Après des années d’angoisse face à la crise démographique qui la frappe de plein fouet, l’ophtalmologie voit son pouls s’apaiser. Certes, les délais d’attente pour une visite de contrôle restent trop longs : 108 jours en moyenne*.
Mais le Dr Jean-Bernard Rottier, président du SNOF, nuance : « le délai médian est de 74 jours. Et en urgence, le temps d’attente est satisfaisant : 2,5 jours en cas d’une première DMLA, 10 jours pour le deuxième œil, voire 7 en cabinet NOSO [nouvelle organisation des soins ophtalmologiques] ».

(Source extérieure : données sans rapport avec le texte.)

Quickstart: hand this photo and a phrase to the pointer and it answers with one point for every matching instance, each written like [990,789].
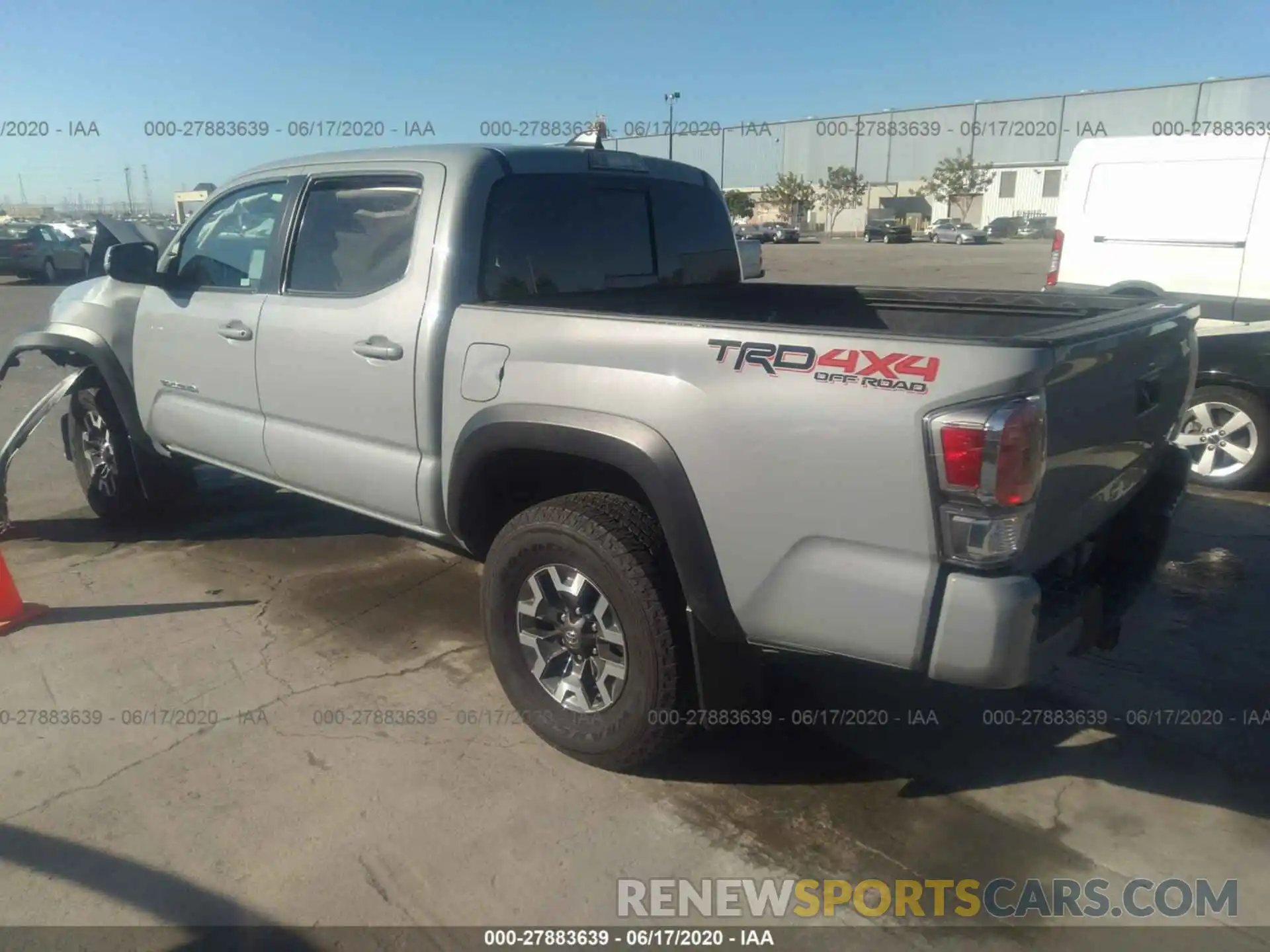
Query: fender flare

Derrière cet acronyme se joue l’avenir de la filière de soins oculaires. Entre 2008 et 2012, l’activité des ophtalmos a augmenté de 20 %. Deux tiers d’entre eux ont plus de 50 ans, et les plus de 65 ans sont désormais 550 (contre 122 en 2002). « Nous serons 10 à 15 % de moins dans 10 ans », précise le Dr Thierry Bour, secrétaire adjoint du SNOF. Le seul assouplissement du numerus clausus ne suffit pas à empêcher la pénurie médicale annoncée, pas plus que l’arrivée chaque année d’une trentaine de professionnels étrangers.
Protocoles prometteurs
Aujourd’hui, seuls 250 ophtalmologues travaillent en cabinet NOSO avec un orthoptiste.

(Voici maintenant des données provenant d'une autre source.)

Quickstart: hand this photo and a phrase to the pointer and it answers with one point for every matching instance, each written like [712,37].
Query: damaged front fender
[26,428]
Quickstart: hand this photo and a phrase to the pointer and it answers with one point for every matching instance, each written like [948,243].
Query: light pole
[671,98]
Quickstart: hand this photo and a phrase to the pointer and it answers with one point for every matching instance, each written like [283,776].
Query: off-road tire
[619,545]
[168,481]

L’agence régionale de santé (ARS) des Pays de la Loire a autorisé deux protocoles pour le renouvellement de lunettes : l’un pour les 6-15 ans qui, sans pathologie, ont déjà un dossier dans le cabinet et 10/10e aux deux yeux ; l’autre pour les 16-50 ans dont la dernière consultation remonte à moins de 5 ans. Afin de réduire les délais de prise en charge de 12 mois à 15 jours, ces patients, qui pourrait représenter à terme 20 à 25 % de la clientèle, sont vus par l’orthoptiste. L’ophtalmologiste contrôle le dossier et adresse une ordonnance dans un délai de 8 jours. Quelque 800 patients se sont pliés à l’expérimentation, depuis octobre.Le protocole est parfaitement accepté par les patients. « 2 à 3 % d’entre eux ont été reconvoqués immédiatement, mais ils l’ont bien vécu », explique le Dr Rottier.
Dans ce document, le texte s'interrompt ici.